Kuala Lumpur International Airport Builds ‘Next Generation Hub’

Airport’s strategy plans for seamless connectivity between low-cost and full-service carriers.

The Kuala Lumpur International Airport (known officially by IATA as “KUL,” but often referred to as “KLIA”) has ambitions to become a major aviation hub in Southeast Asia.

Located some 31 miles from Malaysia’s capital city of Kuala Lumpur, KLIA got off to a discouraging start. Press accounts of opening day on June 27, 1998, recount planes kept in holding patterns for up to an hour; passengers locked in aircraft for up to three hours because of a breakdown in the aerobridges and aircraft bay allocation system; delays of up to five hours to wait for luggage; queues of up to 30 minutes just to buy a ticket for a taxi; and queues of more than two hours to finally get into a taxi.

What’s more, financial crisis, SARS and Avian flu crippled passenger traffic in its first years of operation. The first phase of KLIA, for example, projected 25 million passengers annually, but KLIA only served 13.2 million passengers in its first full year of operation. It didn’t reach that 25 million mark until 2007.

KLIA has, nevertheless, since developed into an important traffic point for Southeast Asia.

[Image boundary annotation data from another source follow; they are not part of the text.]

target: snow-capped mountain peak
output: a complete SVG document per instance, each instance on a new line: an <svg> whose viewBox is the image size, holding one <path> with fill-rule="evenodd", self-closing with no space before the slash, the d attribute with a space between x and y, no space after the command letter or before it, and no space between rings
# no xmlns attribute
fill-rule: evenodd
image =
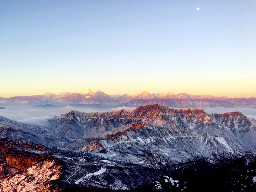
<svg viewBox="0 0 256 192"><path fill-rule="evenodd" d="M90 90L90 89L89 88L87 89L85 89L84 90L83 90L82 91L79 92L79 93L83 93L84 94L87 94L89 93L89 92L91 92L92 91Z"/></svg>

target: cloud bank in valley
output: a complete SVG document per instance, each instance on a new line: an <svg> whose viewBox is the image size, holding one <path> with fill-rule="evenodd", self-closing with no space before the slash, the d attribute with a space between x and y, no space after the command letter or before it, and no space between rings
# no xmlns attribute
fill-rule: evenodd
<svg viewBox="0 0 256 192"><path fill-rule="evenodd" d="M47 120L60 114L68 113L71 110L81 112L104 112L122 109L133 110L135 108L118 107L108 109L93 109L65 106L54 108L36 108L25 106L10 106L5 107L7 109L0 110L0 116L19 122L38 126L47 126Z"/></svg>
<svg viewBox="0 0 256 192"><path fill-rule="evenodd" d="M123 109L133 110L136 108L121 107L110 108L92 108L65 106L55 108L36 108L24 106L6 106L6 110L0 110L0 116L19 122L38 126L47 126L47 120L56 115L68 113L71 110L81 112L104 112ZM256 109L249 108L225 108L220 107L203 108L208 114L224 113L233 111L240 111L245 115L256 119Z"/></svg>

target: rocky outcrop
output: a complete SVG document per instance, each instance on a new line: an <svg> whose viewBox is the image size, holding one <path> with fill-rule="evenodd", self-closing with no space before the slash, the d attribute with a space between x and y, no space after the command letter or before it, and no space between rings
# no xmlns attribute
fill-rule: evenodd
<svg viewBox="0 0 256 192"><path fill-rule="evenodd" d="M81 149L83 151L91 151L94 150L102 146L101 144L97 141L94 141L87 145Z"/></svg>
<svg viewBox="0 0 256 192"><path fill-rule="evenodd" d="M7 165L9 167L23 170L50 157L47 153L33 151L9 149L6 154Z"/></svg>
<svg viewBox="0 0 256 192"><path fill-rule="evenodd" d="M47 159L0 181L3 192L55 192L61 188L54 182L60 178L63 165L57 160Z"/></svg>

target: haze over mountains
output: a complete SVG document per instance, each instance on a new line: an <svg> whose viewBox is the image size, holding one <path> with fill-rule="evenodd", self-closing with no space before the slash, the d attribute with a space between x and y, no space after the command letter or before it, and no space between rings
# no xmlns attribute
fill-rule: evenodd
<svg viewBox="0 0 256 192"><path fill-rule="evenodd" d="M127 152L127 157L135 156L134 161L147 144L154 143L152 148L162 153L180 156L256 146L256 121L239 111L208 114L202 109L153 105L134 110L71 111L48 122L40 127L0 117L0 136L109 158Z"/></svg>
<svg viewBox="0 0 256 192"><path fill-rule="evenodd" d="M256 98L228 98L187 93L175 94L171 92L150 94L147 91L129 95L109 95L101 91L91 91L86 89L73 92L63 92L58 95L50 92L43 95L16 96L0 98L0 105L70 105L77 107L110 108L126 106L138 107L147 105L160 104L167 107L180 108L256 107Z"/></svg>

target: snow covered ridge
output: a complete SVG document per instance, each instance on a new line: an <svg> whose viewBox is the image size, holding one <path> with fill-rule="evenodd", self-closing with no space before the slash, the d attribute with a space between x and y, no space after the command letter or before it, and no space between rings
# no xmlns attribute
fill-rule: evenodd
<svg viewBox="0 0 256 192"><path fill-rule="evenodd" d="M58 95L50 92L43 95L16 96L0 98L3 105L77 105L84 107L114 107L126 106L138 107L149 104L161 104L175 107L256 107L256 98L228 98L210 95L175 94L171 92L150 94L146 90L140 93L129 95L108 95L99 89L91 91L86 89L81 92L63 92ZM77 106L77 105L76 105ZM79 106L79 105L78 106Z"/></svg>

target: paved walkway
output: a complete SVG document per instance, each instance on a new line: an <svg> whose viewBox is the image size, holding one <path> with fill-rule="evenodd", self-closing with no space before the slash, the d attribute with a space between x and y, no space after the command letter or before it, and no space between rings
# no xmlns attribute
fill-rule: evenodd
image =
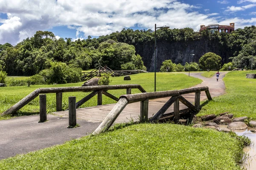
<svg viewBox="0 0 256 170"><path fill-rule="evenodd" d="M206 78L201 76L201 73L192 73L190 74L191 76L202 79L204 82L196 86L208 86L211 95L214 97L225 92L225 85L222 79L226 73L221 72L218 82L216 81L214 76ZM186 99L193 101L194 94L186 95L184 96ZM201 96L201 100L206 99L204 93L202 94ZM161 102L163 105L169 99L159 99L153 100L153 102ZM155 108L156 107L154 105L151 106L152 107L151 109L150 108L150 105L149 107L149 109L159 110L158 108ZM109 109L111 110L111 108ZM171 108L170 109L172 110ZM140 114L139 110L139 109L138 113L137 113L137 115ZM109 110L102 110L102 111L105 112L106 114L109 113ZM154 113L156 112L155 111ZM98 116L99 116L99 115ZM149 117L151 117L152 115L149 116ZM96 117L95 115L94 116ZM102 117L104 119L105 116L103 115ZM124 119L127 121L126 117L127 116L124 117ZM129 115L128 117L131 118ZM26 153L55 144L61 144L65 141L87 135L93 132L101 122L100 121L88 121L78 119L77 123L81 126L70 129L67 128L68 125L68 119L67 117L49 114L47 115L47 122L38 123L39 120L39 116L37 115L0 121L0 159L13 156L17 154Z"/></svg>

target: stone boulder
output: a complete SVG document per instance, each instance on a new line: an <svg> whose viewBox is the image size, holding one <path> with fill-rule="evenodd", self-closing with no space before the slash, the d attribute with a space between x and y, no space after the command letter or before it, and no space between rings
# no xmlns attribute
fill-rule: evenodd
<svg viewBox="0 0 256 170"><path fill-rule="evenodd" d="M99 85L99 80L101 79L99 78L93 78L86 81L83 84L82 86L89 86L91 85Z"/></svg>
<svg viewBox="0 0 256 170"><path fill-rule="evenodd" d="M229 129L235 130L242 130L246 129L247 127L246 124L241 122L233 122L227 126L227 128Z"/></svg>
<svg viewBox="0 0 256 170"><path fill-rule="evenodd" d="M232 119L234 115L233 114L226 114L222 116L221 116L220 117L227 117L230 119Z"/></svg>
<svg viewBox="0 0 256 170"><path fill-rule="evenodd" d="M218 128L216 128L214 126L206 126L204 127L204 128L205 129L213 129L218 131L219 131L219 130Z"/></svg>
<svg viewBox="0 0 256 170"><path fill-rule="evenodd" d="M130 76L125 76L124 77L124 80L131 80Z"/></svg>
<svg viewBox="0 0 256 170"><path fill-rule="evenodd" d="M214 123L214 122L207 122L207 123L206 123L205 124L204 124L204 125L205 126L215 126L216 128L218 128L219 127L219 125L218 125L218 124L216 123Z"/></svg>
<svg viewBox="0 0 256 170"><path fill-rule="evenodd" d="M6 87L6 85L4 83L0 83L0 87Z"/></svg>
<svg viewBox="0 0 256 170"><path fill-rule="evenodd" d="M248 117L247 116L244 116L244 117L237 117L236 118L234 118L232 120L233 122L244 122L244 120L248 119Z"/></svg>
<svg viewBox="0 0 256 170"><path fill-rule="evenodd" d="M256 127L256 121L253 121L251 120L249 122L249 125L251 127L254 128Z"/></svg>
<svg viewBox="0 0 256 170"><path fill-rule="evenodd" d="M217 124L229 124L232 120L227 117L218 117L212 120L212 122Z"/></svg>
<svg viewBox="0 0 256 170"><path fill-rule="evenodd" d="M192 126L193 128L203 128L204 125L200 123L197 123L196 124L195 124Z"/></svg>
<svg viewBox="0 0 256 170"><path fill-rule="evenodd" d="M229 113L229 112L224 112L224 113L220 113L220 116L223 116L223 115L224 115L225 114L228 114L228 113Z"/></svg>
<svg viewBox="0 0 256 170"><path fill-rule="evenodd" d="M221 130L221 132L229 133L230 132L233 132L234 130L231 130L228 128L225 128Z"/></svg>
<svg viewBox="0 0 256 170"><path fill-rule="evenodd" d="M207 121L208 120L212 120L217 117L217 116L214 114L208 114L207 115L204 115L201 116L201 119L203 121Z"/></svg>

Malaysia Airports Holdings Berhad (MAHB), which manages KLIA and four other of the country’s international airports and 16 domestic airports, plans to get a bigger share of that air traffic.


MAHB, for example, is currently constructing KLIA2, a new terminal for low-cost carriers (LCCs) to replace its current Low-Cost Carrier Terminal, opened in 2006. MAHB is keen to develop KLIA into a so-called “Next Generation Hub” – a hub airport that will allow for seamless connectivity between low-cost and full-service carriers.

KLIA2 is expected to be completed by spring 2013. The new terminal at 2.6 million square feet will dwarf the current LCCT’s 379,850 square feet and accommodate up to 30 million passengers annually with capacity for further expansion of up to 45 million passengers per year. MAHB says it will also invest in the construction of a third runway.

KLIA2 was planned in part to cater to AirAsia, Asia’s largest low-fare, no-frills airline and a pioneer in low-cost travel throughout Asia.

KLIA’s current LCCT is AirAsia’s largest hub, but that hasn’t stopped a war of words between MAHB and the airline’s outspoken CEO Tony Fernandes over the terminal’s considerable delays and spiraling costs. Those costs have nearly doubled to $1.2 billion for a terminal that originally was planned to open last September.

Fernandes knows a low price when he sees one. He bought the heavily-indebted airline in 2001 from the Malaysian government for the token sum of less than a dollar at the time (although he assumed about $11 million in debt, too).

AirAsia has refuted MAHB’s contentions over the size, capacity and functionality of the terminal. In particular, AirAsia did not want to have aerobridges built at the gates since it did not want to pay to use them. The budget-minded airline also announced that it had only asked for a semi-automated rather than a fully automated baggage-handling system, and that MAHB had “unilaterally” decided to set up the fully automated system.

Another point of friction was the MAHB’s proposal to raise service charges and other airport fees.

Airport taxes are, however, regulated by the government’s Transport Ministry, which recently gave MAHB the green light to raise passenger service charges by 28 percent, and aircraft parking and landing charges by 9 and 18 percent, respectively, over three years.

MAHB says its airport charges are still the lowest in the region. The public debate got so heated a few years ago that AirAsia had plans to build its very own airport about 6 miles from KLIA.

Although KLIA2 may have been conceived predominantly for AirAsia, it will also be open to other LCCs eventually operating from the facility, according to Mohamed Sallauddin bin Hj. Mat Sah, MAHB’s general manager of marketing.